Extraordinary Claims About Consciousness

A famous statement by Carl Sagan suggested that extraordinary claims need to be backed by extraordinary evidence.1 It’s interesting to apply this claim to physicalist statements made about consciousness.

The primary claim is that consciousness results from only natural, physical processes. This explicitly rejects the possibility of any sort of supernatural cause, but also implicitly rejects anything outside of what is deemed to be a physical process, basically anything that might not fit in the current model of reality known as the “standard model”. All other science seems to fit within that model.

Now, consciousness is the most familiar thing to us that there is; it is the experience of our own existence. Because it is so familiar, it does not seem extraordinary. However, it should seem extraordinary if we take the position that everything is described by physical processes, because we know of nothing else that is even remotely like consciousness. No other observations of the natural, physical world are like it.

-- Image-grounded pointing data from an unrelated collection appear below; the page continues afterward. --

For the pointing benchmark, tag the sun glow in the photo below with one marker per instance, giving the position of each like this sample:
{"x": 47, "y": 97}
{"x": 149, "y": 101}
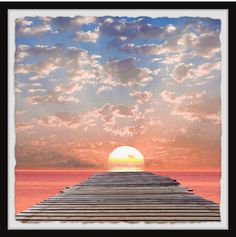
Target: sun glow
{"x": 126, "y": 158}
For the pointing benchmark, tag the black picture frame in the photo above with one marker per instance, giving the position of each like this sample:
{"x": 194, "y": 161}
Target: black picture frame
{"x": 5, "y": 6}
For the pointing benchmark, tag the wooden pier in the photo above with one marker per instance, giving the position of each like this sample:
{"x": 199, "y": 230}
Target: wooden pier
{"x": 124, "y": 197}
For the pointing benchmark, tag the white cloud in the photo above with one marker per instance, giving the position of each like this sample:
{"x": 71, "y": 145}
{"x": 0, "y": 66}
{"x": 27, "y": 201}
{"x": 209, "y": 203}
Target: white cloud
{"x": 182, "y": 72}
{"x": 88, "y": 36}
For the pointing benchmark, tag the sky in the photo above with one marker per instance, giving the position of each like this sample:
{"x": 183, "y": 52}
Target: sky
{"x": 85, "y": 85}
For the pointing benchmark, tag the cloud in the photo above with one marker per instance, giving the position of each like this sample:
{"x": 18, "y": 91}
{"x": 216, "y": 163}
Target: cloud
{"x": 36, "y": 90}
{"x": 141, "y": 97}
{"x": 182, "y": 72}
{"x": 22, "y": 127}
{"x": 20, "y": 112}
{"x": 125, "y": 72}
{"x": 207, "y": 45}
{"x": 206, "y": 69}
{"x": 88, "y": 36}
{"x": 203, "y": 109}
{"x": 68, "y": 89}
{"x": 26, "y": 27}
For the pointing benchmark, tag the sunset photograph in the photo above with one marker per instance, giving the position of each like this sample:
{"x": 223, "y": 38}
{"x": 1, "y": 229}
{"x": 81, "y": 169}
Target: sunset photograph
{"x": 117, "y": 118}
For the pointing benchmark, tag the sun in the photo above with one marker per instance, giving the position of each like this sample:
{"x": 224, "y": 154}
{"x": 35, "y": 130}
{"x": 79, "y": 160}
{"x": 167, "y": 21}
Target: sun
{"x": 126, "y": 158}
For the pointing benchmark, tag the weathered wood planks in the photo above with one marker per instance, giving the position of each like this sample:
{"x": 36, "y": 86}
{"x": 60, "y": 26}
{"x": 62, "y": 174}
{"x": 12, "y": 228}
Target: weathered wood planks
{"x": 124, "y": 196}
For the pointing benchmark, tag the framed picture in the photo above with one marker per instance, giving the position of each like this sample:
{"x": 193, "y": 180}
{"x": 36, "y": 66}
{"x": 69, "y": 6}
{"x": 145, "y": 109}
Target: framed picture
{"x": 117, "y": 117}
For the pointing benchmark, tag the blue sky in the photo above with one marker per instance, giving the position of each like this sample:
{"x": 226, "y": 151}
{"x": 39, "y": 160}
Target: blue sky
{"x": 89, "y": 84}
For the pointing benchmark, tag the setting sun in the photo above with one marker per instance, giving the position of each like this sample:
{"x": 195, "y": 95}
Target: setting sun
{"x": 126, "y": 158}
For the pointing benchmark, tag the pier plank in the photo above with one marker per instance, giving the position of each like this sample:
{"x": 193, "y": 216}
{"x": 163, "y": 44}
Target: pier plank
{"x": 124, "y": 196}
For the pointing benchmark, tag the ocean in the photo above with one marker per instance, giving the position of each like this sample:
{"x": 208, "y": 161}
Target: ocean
{"x": 33, "y": 186}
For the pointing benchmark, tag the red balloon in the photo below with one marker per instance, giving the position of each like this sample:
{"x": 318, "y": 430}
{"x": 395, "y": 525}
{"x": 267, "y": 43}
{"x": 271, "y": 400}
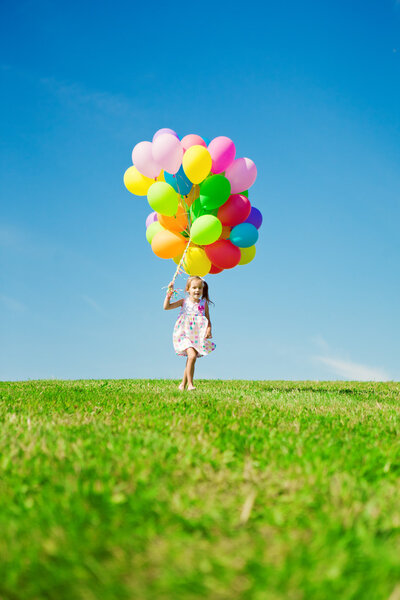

Observing consciousness in the midst of physical reality is like finding an antique model T crankshaft in a cooking store – it just doesn’t fit. Might there be some reasonable explanation for it that would make it fit in? Possibly, but it seems much more likely that it is from somewhere else. Making the assertion that it fits in is an extraordinary claim, one that needs to be backed up by much stronger evidence than we might use to justify the presence of a colander, for example.

To date, the only evidence we have to relate consciousness and physicality are things called Neural Correlates of Consciousness (“NCCs”). When some sort of conscious activity is observed, there is often a specific neural activity observed at the same time. But NCCs are simply observations of correlations; they do not mean that one causes the other.

This is often stated as “correlation does not imply causation”. For example, the fact that both ice cream sales and drownings are more common in summer does not mean that one causes the other. Similarly, just because a certain conscious event and a certain neural event happens at the same time doesn’t mean that one causes the other. It’s possible, perhaps even suggested, but not proven. And when the observations are as disparate as auto parts and cooking, we need pretty strong evidence.

This begs the question of what could possibly be an example of such extraordinary evidence?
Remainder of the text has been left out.